Upon Gans’s departure, Kevin Roberts, the director of the Heritage Foundation and a leading Trump ally, took command of Project 2025. But Roberts, who also faced unpleasant public scrutiny and Democratic Party criticism, sought to downplay Project 2025’s connection to Trump and the Republican Party. This included postponing, until after the election, the publication of his forthcoming book, which contained a revealing foreword by J.D. Vance. In the foreword, the GOP vice-presidential candidate observed that “the Heritage Foundation isn’t some random outpost on Capitol Hill; it is and has been the most influential engine of ideas for Republicans from Ronald Reagan to Donald Trump.”

Only two years before, Trump himself emphasized his staunch and continued partnership with the Heritage Foundation. Attending a foundation event, he remarked: “This is a great group, and they’re going to lay the groundwork and detailed plans for exactly what our movement will do and what your movement will do when the American people give us a colossal mandate to save America, and that’s coming.”

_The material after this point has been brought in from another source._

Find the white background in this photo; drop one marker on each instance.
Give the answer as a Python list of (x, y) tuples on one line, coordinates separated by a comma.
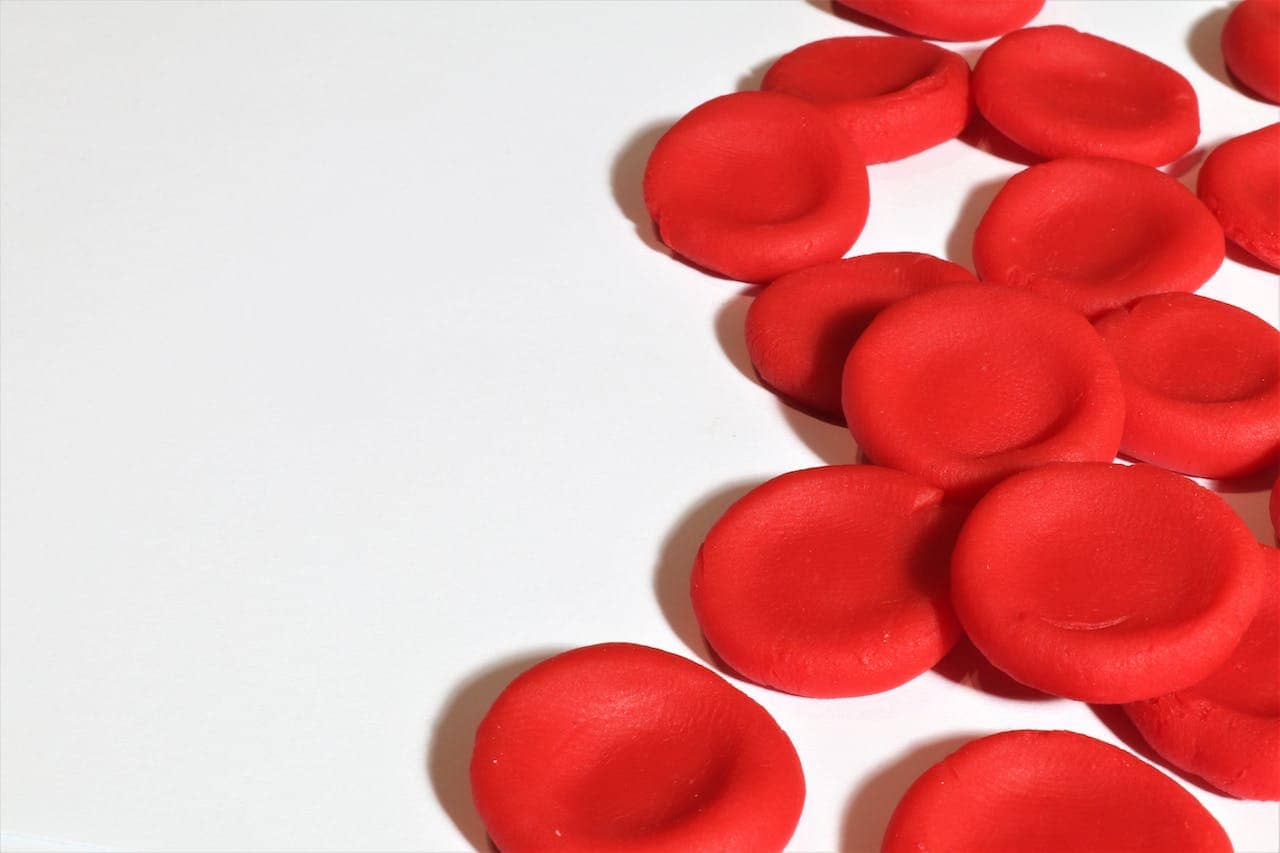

In addition, if anyone had any doubts about what Trump and his MAGA Republicans would do in the future about workers’ rights, they had only to look at the labor record of the first Trump administration. That record included sabotaging America’s labor unions, presiding over massive plant closures and job losses, blocking workers’ wage gains and undermining the health and safety of American workers.

Consequently, the nation’s labor movement saw Trump’s past record and agenda for the future for what they were. In a statement issued July 18, Liz Shuler, president of the national AFL-CIO, declared: “In his first term as president, Donald Trump was a disaster for workers and our unions.” Moreover, “the Trump Project 2025 Agenda lays out his plan to turbocharge his anti-worker policies, eliminate or control unions, and eviscerate labor laws and workers’ contracts.” Consequently, “a second Trump term would put everything we’ve fought for – good jobs, fair wages, health care, retirement security, worker security – on the chopping block.”

Indeed, Project 2025 provides a powerful reminder to the labor movement and its supporters of how important it is to defeat the election of Trump and his MAGA Republicans this November.

Lawrence Wittner, Ph.D., is syndicated by PeaceVoice, an Oregon Peace Institute program. Wittner is professor of history emeritus at SUNY/Albany and the author of “Confronting the Bomb.”